Ce rappel nous offre cependant un éclairage salutaire sur la question qui nous réunit aujourd’hui. Éric Bocquet appelle à la convocation d’une conférence internationale sur cette question. Or force est de constater que ses vœux ont déjà été exaucés en grande partie : des plateformes internationales de discussion existent déjà et fonctionnent relativement bien.

Le groupe Les Républicains n’est donc pas spécialement favorable à l’organisation d’une telle conférence, qui risque d’apparaître superfétatoire au regard de la pratique internationale.

Si débat il doit y avoir, il doit plutôt porter sur les modalités de mise en œuvre des accords internationaux et le suivi de ces derniers. Cela peut alors nous conduire à discuter de la prise en compte des lanceurs d’alerte dans le cadre de la lutte contre les montages financiers illégaux. Si l’encadrement et la protection de ces personnes ne doivent pas aboutir à la reconnaissance d’un droit à la délation, on voit combien le scandale « LuxLeaks », révélé justement par un lanceur d’alerte, n’est pas étranger au retour de l’ACCIS au rang des priorités de la Commission européenne et à la possibilité d’un consensus européen sur cette question, pourtant loin de faire l’unanimité.

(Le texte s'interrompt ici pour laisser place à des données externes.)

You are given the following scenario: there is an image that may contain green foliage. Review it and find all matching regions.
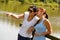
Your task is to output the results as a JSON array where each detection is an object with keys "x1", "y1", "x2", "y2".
[{"x1": 0, "y1": 0, "x2": 59, "y2": 15}]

Mes chers collègues, la convocation d’une énième conférence internationale aux contours assez flous ne nous semble donc pas nécessaire. L’enjeu actuel réside plutôt dans l’action et la réalisation concrète du cadre ambitieux que la communauté internationale est en mesure de négocier. C’est de cette manière que nous parviendrons à mettre un terme aux pratiques illégales qui dévoient l’économie mondiale !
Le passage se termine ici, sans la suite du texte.